This whole subthread stinks of Dunning-Kruger. Youthful savvy? Cultish following? Guilt about not using Facebook? Putting internet sales on par with a revolutionary movement spanning several countries? That doesn't sound like you know what you're talking about.

I don't know exactly who you're supposed to persuade, but your track record so far on LessWrong shows that you barely manage to break even with your karma, and that you lack the level of self-awareness of a socially well-adapted person. Whoever you successfully persuade would have to be even more oblivious than you, which is saying something.
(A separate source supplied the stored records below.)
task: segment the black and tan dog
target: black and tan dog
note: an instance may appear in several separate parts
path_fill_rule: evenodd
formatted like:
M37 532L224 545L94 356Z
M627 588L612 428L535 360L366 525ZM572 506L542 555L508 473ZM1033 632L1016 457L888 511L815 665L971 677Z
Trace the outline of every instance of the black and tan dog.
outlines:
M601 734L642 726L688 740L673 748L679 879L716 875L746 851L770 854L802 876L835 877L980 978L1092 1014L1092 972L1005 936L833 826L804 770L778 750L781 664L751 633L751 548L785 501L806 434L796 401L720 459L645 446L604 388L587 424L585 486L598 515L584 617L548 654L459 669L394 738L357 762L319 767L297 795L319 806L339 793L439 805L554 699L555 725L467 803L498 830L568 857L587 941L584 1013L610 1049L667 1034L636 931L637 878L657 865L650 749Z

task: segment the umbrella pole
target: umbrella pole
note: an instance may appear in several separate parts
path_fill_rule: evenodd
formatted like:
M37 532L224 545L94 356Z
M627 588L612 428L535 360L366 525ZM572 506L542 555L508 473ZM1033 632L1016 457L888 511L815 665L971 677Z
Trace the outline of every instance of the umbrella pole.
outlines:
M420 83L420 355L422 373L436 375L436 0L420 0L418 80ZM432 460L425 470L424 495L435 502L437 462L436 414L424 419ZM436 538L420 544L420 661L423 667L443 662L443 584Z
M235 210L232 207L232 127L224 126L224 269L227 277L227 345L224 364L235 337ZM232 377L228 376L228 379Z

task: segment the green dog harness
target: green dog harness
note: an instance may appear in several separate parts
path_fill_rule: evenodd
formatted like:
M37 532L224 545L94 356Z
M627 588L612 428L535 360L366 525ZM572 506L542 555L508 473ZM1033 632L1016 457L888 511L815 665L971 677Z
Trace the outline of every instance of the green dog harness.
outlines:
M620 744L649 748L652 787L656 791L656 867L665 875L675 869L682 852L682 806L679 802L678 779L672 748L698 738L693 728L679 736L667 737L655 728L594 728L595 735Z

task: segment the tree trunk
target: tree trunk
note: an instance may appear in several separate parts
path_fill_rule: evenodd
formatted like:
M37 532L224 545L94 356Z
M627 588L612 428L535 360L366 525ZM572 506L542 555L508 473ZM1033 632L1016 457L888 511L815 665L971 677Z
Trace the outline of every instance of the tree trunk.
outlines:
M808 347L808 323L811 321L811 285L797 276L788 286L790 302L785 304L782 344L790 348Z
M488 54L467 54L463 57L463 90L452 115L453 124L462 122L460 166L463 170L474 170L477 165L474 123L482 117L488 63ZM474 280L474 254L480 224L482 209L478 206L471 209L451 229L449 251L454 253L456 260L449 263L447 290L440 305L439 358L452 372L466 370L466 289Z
Given what you said here you'd use Facebook for, I for one am glad neither I nor you are using it.

I don't mean for this to be a pointless ad hominem attack; the reason I'm responding this way is for you to take this as a prompter that you need to get out of your own head and think more clearly about matters involving yourself, or how you come off as. Because the way you think about this whole business is a huge red flag. The fact that self-promoters, salesmen, and slacktivists on FB tend to piss off people more than anything else, and the fact that youth is basically never an indicator of "savvy" are two things that should be obvious to everyone who has even a modicum of experience with the internet or life in general.

... Just out of curiosity, how old are you?

Comment author: Jiro 25 August 2015 06:54:59PM 2 points [-]

and the fact that youth is basically never an indicator of "savvy"

In the area of computers, particularly things related to computers that appeared relatively recently and which youths are more inclined to use, it often is such an indicator.

Comment author: Lumifer 25 August 2015 07:42:30PM 0 points [-]

That might have been true 20 years ago, but not any more.

Comment author: Jiro 26 August 2015 02:00:25PM 1 point [-]

I'm pretty sure that new computer-related things continued to be produced in the past 20 years and that older people are less likely to use them.

Comment author: Dahlen 25 August 2015 06:57:11PM *  0 points [-]

Hence the qualifier "basically". I'm aware of a few exceptions related to products marketed to the 18-25 (or even 18-35) age range.